As I said, I have misconceptions of .NET, so it is always useful to get to the bottom of it.
Hot reload in general is difficult to make work in something that is mainly compiled, for example it does not work with F# right now, but there is someone in community working on making it a possibility. It's regular activities you'd see in other ecosystems.
E.g. I think NetCoreDbg, as an alternative to closed vsdbg that has usage restrictions, works well enough to fully enable the standard workflow when using VSCodium/Cursor/Neovim/etc. I know people use the latter with both C# and F# without sacrificing user experience in comparison to languages like Rust. It's just text editor, language server + debugger integration and CLI. You would hear about "refactorings" and "advanced features" from those who are used to more IDE-like experience provided by VS or Rider but, for example, many refactorings are also available in VSC/VSCodium because they are just a feature of the language server based on Roslyn analyzers and auto-fixers. It works with anything that integrates that and the language server itself ships with SDK to my knowledge.

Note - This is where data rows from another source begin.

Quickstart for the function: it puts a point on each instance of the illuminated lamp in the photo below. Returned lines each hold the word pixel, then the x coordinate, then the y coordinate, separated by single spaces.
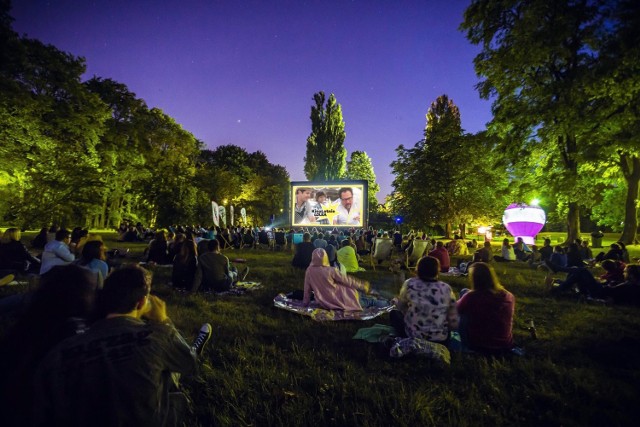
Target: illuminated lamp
pixel 524 221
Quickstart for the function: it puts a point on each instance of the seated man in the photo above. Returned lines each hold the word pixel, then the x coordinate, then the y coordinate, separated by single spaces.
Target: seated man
pixel 441 254
pixel 57 252
pixel 486 253
pixel 120 371
pixel 214 271
pixel 304 250
pixel 347 257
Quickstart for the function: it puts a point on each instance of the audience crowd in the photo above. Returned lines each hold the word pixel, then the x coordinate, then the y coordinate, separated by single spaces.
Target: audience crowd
pixel 91 332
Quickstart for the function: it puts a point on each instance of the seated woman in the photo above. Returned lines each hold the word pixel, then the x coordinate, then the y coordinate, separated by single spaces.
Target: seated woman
pixel 14 256
pixel 426 307
pixel 158 249
pixel 40 240
pixel 57 309
pixel 558 257
pixel 348 258
pixel 507 253
pixel 335 291
pixel 614 252
pixel 627 292
pixel 574 258
pixel 93 257
pixel 486 312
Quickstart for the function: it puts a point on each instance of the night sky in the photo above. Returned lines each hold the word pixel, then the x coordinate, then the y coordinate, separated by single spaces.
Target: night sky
pixel 244 72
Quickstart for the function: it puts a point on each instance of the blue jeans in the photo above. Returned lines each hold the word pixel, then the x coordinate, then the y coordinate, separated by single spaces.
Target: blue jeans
pixel 366 302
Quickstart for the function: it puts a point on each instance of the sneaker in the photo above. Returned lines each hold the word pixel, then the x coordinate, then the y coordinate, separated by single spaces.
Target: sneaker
pixel 7 279
pixel 244 274
pixel 202 339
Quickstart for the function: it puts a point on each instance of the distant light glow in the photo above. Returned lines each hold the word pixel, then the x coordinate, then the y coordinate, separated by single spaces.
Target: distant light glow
pixel 524 221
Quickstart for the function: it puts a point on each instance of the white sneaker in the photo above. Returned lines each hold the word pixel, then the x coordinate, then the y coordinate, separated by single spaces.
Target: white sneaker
pixel 202 339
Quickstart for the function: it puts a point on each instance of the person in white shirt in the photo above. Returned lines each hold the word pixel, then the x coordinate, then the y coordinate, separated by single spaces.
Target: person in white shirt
pixel 348 211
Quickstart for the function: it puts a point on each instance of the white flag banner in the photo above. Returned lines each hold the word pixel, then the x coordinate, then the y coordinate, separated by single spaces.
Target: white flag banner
pixel 223 215
pixel 215 213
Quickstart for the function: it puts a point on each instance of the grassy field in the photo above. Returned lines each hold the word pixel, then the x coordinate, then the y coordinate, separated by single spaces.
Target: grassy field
pixel 266 366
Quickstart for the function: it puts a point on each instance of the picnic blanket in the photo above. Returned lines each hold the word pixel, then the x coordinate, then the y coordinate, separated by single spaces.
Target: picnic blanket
pixel 241 288
pixel 321 314
pixel 403 346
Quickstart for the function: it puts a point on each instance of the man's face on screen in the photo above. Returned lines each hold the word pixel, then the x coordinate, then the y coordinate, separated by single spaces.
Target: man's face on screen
pixel 302 196
pixel 346 198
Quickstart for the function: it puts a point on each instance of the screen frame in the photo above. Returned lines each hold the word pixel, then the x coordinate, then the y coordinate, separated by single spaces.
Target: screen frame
pixel 332 186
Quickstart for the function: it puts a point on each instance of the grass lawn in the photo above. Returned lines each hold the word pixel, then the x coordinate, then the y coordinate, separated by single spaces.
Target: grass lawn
pixel 266 366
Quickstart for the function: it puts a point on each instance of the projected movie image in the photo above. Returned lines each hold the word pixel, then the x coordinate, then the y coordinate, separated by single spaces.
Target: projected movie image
pixel 328 205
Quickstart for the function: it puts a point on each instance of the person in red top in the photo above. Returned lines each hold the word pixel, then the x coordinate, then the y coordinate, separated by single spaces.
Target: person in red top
pixel 486 312
pixel 440 252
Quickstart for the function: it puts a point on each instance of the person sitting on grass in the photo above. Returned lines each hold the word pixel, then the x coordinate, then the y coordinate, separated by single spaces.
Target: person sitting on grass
pixel 485 253
pixel 93 258
pixel 333 290
pixel 122 371
pixel 348 258
pixel 507 254
pixel 14 256
pixel 304 250
pixel 57 252
pixel 486 312
pixel 614 272
pixel 442 255
pixel 546 250
pixel 574 258
pixel 558 257
pixel 185 264
pixel 60 307
pixel 614 252
pixel 627 292
pixel 158 249
pixel 214 272
pixel 426 307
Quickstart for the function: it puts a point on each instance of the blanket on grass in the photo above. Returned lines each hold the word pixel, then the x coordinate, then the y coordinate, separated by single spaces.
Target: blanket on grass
pixel 321 314
pixel 241 288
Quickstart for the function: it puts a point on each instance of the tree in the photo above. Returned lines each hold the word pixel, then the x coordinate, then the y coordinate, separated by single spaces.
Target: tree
pixel 360 167
pixel 536 60
pixel 615 91
pixel 326 156
pixel 446 178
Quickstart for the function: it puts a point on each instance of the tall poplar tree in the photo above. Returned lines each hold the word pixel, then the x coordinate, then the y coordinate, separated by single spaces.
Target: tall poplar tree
pixel 326 156
pixel 360 167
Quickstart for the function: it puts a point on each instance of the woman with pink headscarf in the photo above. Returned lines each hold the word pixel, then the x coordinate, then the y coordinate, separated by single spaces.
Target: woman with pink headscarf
pixel 333 290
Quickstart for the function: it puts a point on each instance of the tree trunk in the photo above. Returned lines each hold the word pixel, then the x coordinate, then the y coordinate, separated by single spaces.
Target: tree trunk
pixel 630 166
pixel 573 222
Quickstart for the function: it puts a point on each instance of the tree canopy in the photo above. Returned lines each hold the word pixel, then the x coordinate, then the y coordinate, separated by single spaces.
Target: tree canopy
pixel 326 156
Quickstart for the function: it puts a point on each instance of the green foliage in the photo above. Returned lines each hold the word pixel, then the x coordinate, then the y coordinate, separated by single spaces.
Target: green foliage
pixel 326 156
pixel 447 177
pixel 244 179
pixel 360 167
pixel 536 59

All in all, the tooling situation is pretty good with multiple IDEs, commercial and community tools offered to be able to program in .NET languages, most languages HN loves to sign praises to do not have this. The same applies to GUI frameworks too - it's funny to read how .NET is "anti-linux" because out of AvaloniaUI, Uno, MAUI and a bunch of smaller libraries MAUI does not happen to target Linux. Some people just like to hate something, and if the reason for that goes away they come up with a new one.